Wednesday, January 09, 2008

Gladys gazes into the crystal ball


Given the surprises we’ve had this year: Pearson buying Harcourt, Collins Booksellers acquiring Book City, Borders putting all its international stores up for sale, Angus & Robertson’s now-celebrated ‘pay up or its goodbye’ letter to its suppliers, it would be a brave person to make some predictions for the trade for 2008. Michael Cairns, US-based former president of R R Bowker and now an industry consultant, has posted a few predictions to his PersonaNonData blog, including ‘there will be some additional consolidation in trade and this could result in a higher profile for Hachette, Bloomsbury and/or Macmillan.’ If I could hazard a few predictions of my own, they would be:

• Melbourne’s Discovery Media is purchased by Cengage, which promptly changes its name to DisCengage.
• Borders merges with Barnes & Noble in the US and announces plans to build an international bookselling chain … all over again.
• French mega-publisher Lagardère buys another ailing UK publishing house only to discover six months later that it already owned it.
• Clive James finally finds the speech he was supposed to make at last year’s Melbourne Writers Festival.
• With both the continuing consolidation of publishers and the proliferation of literary awards, we finally arrive at the day when one publisher wins everything.
• Christmas stock deliveries are flawless as distributors fail to reach agreement on whose turn it is to muck things up.


By all means share your own predictions with readers of this blog by making a comment below.

Tuesday, January 08, 2008

The perks of the job

You may recall the case a couple of years ago of Joe Gordon, the Edinburgh bookseller sacked for maligning his employer, UK chain Waterstones (or 'Bastardstones,' as he preferred) in his blog. I'm reminded of the case by poet (and sometime bookseller) Tracy Ryan, whose latest collection of verse, Scar Revision, has just been released by Fremantle Press (I'm still getting used to that name change, Clive). Her poem 'Curriculum Vitae' is a thoughtful meditation on work and the worker and includes a section inspired by Mr Gordon's fate. Ryan seems to speak with some experience as she describes the job thus:

Refuge of intellect
Without resources, without room to move.
But huge compensations: books, and books,
And books, and special discounts, and first look-in
When stock's discarded. Teabreaks
Where no one minds you reading. It's the perks
They get you with, and once they do, you're got.
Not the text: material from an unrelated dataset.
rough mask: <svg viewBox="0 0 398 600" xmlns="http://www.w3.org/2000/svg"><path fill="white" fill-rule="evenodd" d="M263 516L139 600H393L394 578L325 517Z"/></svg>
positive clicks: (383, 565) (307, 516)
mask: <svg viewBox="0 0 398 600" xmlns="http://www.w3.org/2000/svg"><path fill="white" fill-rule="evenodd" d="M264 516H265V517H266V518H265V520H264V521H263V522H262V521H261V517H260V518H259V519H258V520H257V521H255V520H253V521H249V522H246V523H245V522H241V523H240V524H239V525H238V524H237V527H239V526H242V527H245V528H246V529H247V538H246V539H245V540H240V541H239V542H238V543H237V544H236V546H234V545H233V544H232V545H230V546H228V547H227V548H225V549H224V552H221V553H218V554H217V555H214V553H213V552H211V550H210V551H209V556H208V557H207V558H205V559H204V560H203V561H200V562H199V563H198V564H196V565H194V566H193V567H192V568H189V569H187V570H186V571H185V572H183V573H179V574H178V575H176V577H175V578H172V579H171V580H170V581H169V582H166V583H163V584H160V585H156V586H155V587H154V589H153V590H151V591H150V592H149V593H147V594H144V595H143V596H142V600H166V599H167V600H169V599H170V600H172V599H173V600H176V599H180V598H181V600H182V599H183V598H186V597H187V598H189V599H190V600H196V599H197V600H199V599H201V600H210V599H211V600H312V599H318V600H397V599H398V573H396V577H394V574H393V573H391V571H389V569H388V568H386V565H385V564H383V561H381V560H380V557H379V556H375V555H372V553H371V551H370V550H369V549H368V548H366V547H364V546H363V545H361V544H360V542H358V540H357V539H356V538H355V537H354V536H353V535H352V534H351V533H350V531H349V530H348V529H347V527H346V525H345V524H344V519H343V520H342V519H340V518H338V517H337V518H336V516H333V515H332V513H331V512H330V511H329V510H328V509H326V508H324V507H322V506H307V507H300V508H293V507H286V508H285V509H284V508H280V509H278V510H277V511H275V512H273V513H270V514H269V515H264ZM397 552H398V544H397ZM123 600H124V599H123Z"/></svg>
Sound familiar? The poem also contains a 'downsizing' episode that will ring a bell with quite a few chain booksellers. Well worth ordering a copy for stock just to have a read.

Friday, January 04, 2008

Check under the beds again!

We are living in the era of the survey, by my troth. Mary Cunnane received one before Christmas from a student at a publishing course run by one of our leading universities, who was eager to learn more about the romantic and glamorous world of the literary agent.
In the main, the student's questions were straightforward enough: 'What are the most and least satisfying aspects of your line of work?' and 'What skills or qualifications would be ideal for this kind of work?' were two. Buried further down, however, Cunnane discovered an altogether more troubling question: 'How do you educate yourself about the market and all its different fascists?' Sadly, I am not privy to Cunnane's response (although I like to imagine she named a few names). I realise the industry isn't quite the socialist nirvana it used to be back in those heady days of the 1970s, but I had no idea that it had swung so far to the other side.